El oscuro pacto chavista con Cuba que Washington ahora avala
La cara oculta del «tutelaje» de EE.UU. en Venezuela
Desde 1829, Simón Bolívar alertaba: Estados Unidos bajo la «Doctrina Monroe» se inmiscuyó en América con consecuencias que aún pagamos. Ese «América para los americanos» rápidamente se convirtió en «América como patio trasero» de la hegemonía estadounidense, que pasó por encima de regímenes democráticos y dictaduras sin importar la legalidad o la soberanía.
Desde entonces, Venezuela —rico crisol petrolero— ha servido de escenario para intereses externos y corrupción interna.
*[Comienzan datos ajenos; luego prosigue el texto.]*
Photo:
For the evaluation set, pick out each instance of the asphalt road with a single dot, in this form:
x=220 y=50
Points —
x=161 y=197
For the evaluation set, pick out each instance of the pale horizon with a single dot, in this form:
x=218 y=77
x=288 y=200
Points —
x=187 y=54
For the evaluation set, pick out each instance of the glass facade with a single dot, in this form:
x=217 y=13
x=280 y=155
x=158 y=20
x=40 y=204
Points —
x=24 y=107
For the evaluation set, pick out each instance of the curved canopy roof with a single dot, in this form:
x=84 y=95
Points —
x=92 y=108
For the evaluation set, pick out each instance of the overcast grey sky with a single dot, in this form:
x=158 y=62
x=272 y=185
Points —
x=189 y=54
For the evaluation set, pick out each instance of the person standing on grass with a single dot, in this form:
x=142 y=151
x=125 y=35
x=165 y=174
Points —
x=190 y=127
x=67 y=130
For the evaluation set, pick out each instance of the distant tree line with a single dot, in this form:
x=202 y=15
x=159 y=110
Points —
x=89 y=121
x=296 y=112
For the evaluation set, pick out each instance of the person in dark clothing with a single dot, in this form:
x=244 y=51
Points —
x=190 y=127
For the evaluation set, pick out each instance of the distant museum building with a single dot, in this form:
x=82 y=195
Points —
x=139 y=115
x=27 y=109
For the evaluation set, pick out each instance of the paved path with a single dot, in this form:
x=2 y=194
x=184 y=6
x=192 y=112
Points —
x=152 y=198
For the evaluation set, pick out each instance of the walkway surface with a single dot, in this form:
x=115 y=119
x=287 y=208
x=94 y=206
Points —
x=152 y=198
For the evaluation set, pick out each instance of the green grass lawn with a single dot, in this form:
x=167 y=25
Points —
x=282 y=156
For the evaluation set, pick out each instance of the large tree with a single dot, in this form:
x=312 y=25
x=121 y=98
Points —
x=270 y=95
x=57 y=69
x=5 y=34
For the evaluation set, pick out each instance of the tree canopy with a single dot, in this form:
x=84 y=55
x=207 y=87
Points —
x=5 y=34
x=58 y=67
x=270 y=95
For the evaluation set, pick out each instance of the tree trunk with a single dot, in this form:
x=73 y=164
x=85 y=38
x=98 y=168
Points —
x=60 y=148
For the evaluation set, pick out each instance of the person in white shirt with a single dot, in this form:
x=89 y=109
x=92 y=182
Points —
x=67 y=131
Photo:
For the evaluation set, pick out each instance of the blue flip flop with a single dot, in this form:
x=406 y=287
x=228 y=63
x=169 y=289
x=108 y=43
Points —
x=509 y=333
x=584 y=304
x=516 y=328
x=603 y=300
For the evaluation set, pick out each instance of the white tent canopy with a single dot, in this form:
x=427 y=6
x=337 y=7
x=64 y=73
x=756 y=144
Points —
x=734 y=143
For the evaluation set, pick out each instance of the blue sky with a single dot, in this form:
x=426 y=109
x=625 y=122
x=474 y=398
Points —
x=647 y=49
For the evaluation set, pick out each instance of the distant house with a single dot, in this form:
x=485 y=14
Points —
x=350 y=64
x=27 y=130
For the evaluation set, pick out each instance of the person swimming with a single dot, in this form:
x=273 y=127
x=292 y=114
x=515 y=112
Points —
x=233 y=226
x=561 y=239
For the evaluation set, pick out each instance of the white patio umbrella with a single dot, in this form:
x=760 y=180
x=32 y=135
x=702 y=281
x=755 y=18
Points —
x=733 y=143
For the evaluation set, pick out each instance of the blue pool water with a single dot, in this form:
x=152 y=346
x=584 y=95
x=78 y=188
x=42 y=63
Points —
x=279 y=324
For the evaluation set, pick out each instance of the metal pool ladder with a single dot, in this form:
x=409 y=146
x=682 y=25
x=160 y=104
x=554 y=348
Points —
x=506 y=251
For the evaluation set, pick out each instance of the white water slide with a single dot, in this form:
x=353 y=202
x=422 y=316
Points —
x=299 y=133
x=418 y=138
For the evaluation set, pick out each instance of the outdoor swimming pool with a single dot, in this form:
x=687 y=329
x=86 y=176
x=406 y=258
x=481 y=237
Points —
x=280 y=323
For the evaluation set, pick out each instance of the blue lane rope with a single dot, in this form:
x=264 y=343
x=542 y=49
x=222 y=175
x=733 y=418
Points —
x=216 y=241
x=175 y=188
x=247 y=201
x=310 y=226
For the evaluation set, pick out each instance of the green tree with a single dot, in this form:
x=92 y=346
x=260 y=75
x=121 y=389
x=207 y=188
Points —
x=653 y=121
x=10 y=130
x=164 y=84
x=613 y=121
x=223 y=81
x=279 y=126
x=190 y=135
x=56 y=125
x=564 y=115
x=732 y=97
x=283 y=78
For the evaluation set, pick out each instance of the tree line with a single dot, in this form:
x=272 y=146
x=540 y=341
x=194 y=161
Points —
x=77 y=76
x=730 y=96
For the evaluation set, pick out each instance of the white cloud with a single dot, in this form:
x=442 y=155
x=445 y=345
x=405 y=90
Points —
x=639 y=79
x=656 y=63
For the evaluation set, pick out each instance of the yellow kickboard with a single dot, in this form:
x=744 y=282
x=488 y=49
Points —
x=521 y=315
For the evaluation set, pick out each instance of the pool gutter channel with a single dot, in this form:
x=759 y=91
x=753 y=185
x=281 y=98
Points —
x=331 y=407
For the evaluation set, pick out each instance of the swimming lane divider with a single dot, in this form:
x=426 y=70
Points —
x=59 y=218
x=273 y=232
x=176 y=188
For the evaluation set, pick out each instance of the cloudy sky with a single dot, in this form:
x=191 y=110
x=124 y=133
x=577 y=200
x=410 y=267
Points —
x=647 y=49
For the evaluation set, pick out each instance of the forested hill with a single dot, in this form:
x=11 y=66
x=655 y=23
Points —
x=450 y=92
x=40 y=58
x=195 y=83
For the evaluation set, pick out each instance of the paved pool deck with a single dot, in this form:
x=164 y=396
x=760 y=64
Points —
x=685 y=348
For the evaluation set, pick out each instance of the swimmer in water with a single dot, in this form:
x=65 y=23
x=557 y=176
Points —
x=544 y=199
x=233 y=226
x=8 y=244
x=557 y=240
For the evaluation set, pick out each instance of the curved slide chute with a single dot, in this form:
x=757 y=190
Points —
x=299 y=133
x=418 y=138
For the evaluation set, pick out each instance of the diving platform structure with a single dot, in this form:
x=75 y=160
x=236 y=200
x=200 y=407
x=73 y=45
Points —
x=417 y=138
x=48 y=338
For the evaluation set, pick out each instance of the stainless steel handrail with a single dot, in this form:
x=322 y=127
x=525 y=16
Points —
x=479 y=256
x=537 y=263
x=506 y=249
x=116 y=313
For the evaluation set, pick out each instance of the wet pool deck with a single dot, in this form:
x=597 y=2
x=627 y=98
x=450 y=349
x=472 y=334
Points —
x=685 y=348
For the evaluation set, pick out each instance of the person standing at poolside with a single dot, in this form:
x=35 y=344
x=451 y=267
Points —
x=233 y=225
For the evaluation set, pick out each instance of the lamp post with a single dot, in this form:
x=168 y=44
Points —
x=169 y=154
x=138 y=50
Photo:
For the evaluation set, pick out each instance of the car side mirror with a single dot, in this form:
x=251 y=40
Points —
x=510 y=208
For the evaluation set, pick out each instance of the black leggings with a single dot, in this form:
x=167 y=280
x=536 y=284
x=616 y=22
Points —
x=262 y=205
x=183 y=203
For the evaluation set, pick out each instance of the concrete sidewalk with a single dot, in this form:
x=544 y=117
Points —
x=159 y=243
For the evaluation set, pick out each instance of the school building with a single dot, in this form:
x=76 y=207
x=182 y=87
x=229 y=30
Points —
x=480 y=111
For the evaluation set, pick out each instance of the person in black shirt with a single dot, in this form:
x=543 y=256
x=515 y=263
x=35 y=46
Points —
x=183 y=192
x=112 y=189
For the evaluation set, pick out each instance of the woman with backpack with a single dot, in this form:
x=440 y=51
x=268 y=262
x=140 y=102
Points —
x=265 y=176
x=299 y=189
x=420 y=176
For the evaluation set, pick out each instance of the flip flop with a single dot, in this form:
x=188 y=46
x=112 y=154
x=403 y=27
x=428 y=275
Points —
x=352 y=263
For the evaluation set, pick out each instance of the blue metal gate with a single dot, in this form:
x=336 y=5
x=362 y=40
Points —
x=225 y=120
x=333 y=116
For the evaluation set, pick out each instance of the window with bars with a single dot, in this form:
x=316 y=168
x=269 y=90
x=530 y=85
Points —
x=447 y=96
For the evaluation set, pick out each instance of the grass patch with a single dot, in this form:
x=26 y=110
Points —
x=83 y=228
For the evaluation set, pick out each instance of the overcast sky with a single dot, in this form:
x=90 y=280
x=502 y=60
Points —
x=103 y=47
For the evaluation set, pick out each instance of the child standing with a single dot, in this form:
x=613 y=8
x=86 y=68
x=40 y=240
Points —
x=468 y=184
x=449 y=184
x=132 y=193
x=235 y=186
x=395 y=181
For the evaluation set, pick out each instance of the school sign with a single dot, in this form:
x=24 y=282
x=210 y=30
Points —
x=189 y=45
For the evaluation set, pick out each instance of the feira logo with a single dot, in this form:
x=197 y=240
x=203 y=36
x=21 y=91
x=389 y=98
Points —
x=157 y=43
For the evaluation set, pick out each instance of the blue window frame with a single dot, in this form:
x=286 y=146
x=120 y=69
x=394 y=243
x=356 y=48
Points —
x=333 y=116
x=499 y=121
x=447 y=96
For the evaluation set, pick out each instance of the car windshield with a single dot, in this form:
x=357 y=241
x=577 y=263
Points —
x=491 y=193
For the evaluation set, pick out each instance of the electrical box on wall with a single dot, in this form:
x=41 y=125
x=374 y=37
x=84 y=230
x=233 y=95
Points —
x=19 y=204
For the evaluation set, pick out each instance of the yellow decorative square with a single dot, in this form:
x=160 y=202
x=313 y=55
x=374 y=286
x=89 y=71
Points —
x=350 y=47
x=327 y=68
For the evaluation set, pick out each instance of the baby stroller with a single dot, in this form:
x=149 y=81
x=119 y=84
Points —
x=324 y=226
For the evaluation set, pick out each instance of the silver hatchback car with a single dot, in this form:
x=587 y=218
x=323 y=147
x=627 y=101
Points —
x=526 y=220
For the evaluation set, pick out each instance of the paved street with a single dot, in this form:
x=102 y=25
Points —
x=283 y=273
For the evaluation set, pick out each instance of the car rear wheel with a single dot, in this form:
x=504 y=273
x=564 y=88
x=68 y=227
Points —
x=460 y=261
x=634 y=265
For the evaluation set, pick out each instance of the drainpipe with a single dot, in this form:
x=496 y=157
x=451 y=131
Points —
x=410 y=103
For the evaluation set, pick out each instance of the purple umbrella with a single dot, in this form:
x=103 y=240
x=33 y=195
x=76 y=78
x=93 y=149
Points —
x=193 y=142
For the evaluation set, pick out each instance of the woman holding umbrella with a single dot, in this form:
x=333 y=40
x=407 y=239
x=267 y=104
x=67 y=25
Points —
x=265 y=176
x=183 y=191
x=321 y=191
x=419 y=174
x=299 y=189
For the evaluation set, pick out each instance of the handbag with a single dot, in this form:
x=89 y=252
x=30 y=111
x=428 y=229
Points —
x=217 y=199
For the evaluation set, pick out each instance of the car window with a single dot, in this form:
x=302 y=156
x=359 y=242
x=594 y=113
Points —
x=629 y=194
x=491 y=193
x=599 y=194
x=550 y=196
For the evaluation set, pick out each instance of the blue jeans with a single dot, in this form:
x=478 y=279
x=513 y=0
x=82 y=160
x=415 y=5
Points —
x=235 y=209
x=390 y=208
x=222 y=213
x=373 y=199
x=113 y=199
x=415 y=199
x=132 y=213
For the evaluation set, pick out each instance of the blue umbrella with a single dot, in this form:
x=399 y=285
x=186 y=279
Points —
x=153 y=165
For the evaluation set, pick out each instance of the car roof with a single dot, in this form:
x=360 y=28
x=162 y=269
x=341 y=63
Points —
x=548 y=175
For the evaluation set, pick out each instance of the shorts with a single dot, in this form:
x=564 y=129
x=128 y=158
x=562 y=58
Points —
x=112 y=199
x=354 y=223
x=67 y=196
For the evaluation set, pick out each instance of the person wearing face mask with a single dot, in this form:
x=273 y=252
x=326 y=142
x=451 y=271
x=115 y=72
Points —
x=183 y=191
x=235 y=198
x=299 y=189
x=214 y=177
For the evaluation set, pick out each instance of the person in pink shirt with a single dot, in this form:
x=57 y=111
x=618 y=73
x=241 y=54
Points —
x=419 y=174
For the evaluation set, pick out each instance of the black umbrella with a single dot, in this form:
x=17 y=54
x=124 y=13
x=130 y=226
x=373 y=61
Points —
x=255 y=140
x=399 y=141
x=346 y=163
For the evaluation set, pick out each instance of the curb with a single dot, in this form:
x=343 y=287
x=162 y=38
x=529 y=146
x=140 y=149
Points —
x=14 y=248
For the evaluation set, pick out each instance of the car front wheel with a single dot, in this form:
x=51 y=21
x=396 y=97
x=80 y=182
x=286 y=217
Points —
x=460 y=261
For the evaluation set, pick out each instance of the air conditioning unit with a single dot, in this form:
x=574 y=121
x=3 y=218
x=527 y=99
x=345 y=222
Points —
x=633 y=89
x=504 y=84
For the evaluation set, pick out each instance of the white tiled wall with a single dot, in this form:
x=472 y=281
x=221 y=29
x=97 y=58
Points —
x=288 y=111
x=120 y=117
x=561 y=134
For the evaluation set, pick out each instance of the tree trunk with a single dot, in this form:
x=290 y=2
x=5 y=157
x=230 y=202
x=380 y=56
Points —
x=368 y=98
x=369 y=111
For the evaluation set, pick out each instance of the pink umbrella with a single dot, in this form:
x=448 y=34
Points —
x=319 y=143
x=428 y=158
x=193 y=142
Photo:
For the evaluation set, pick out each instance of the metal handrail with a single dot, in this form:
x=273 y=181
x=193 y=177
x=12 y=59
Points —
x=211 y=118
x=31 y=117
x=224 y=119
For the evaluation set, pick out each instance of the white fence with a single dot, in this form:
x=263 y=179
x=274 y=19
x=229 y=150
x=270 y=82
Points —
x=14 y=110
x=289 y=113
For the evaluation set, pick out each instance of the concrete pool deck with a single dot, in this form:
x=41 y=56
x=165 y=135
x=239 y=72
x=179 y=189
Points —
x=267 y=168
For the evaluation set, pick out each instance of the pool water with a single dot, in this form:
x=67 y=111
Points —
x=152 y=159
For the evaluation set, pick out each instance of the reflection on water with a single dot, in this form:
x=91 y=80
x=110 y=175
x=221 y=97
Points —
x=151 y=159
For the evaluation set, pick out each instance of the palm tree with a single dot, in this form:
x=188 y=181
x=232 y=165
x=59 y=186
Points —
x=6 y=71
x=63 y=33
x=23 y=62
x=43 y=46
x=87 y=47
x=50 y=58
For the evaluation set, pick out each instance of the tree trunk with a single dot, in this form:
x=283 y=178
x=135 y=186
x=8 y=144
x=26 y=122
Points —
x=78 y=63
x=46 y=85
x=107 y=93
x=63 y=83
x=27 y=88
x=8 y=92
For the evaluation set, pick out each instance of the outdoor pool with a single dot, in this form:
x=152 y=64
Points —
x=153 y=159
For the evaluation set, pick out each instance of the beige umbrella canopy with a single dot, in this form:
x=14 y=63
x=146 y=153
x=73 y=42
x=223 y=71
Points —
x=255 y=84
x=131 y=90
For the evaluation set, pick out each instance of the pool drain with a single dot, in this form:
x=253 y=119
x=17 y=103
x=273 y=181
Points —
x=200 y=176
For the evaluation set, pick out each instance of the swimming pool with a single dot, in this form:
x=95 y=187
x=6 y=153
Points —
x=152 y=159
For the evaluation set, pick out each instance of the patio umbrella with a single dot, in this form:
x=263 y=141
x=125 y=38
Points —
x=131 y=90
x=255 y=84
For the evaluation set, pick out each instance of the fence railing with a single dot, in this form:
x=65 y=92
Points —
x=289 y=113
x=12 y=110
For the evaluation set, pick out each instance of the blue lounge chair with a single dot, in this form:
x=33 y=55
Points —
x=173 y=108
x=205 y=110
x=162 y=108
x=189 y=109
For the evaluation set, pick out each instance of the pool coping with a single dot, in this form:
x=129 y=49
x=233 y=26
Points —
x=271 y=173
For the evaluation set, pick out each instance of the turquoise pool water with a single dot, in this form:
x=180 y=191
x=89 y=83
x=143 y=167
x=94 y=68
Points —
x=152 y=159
Generaciones crecieron identificándose con narrativas que plagaron su cultura de influencia extranjera, sin cuestionar la dependencia.
Pero lo grave no termina ahí: un informe reciente del Miranda Center for Democracy, presentado en la Universidad Internacional de Florida, evidencia un pacto impensable. Entre 1999 y 2026, el chavismo transfirió petróleo por 64 millones de dólares a Cuba. ¿El precio? Entrenamiento en métodos represivos para cuerpos militares, policiales y milicianos venezolanos.
- Espionaje.
- Detenciones arbitrarias.
- Torturas.
- Desapariciones forzosas.
- Falsos suicidios.
Estos son los mismos grupos que ahora, bajo supervisión estadounidense, deberían garantizar la «transición democrática» en Venezuela. Una paradoja peligrosa: el tutor original protege a los herederos de una maquinaria criminal, y las reformas siguen siendo meros simulacros sin Estado de derecho real.
¿Qué sucede cuando ni la ley ni las instituciones funcionan? El ciclo de impunidad se perpetúa y el país pierde opciones reales para la justicia.
¿Qué puede ocurrir?
La tarea es clara: la resistencia interna y externa debe unirse para romper esta cadena. Sin una reacción contundente, la «transición democrática» será una farsa sostenida por los mismos actores del desastre.
Esto no es solo una historia venezolana; es un aviso sobre cómo se manejan las verdaderas prioridades geopolíticas ignorando la seguridad y la libertad real de los pueblos.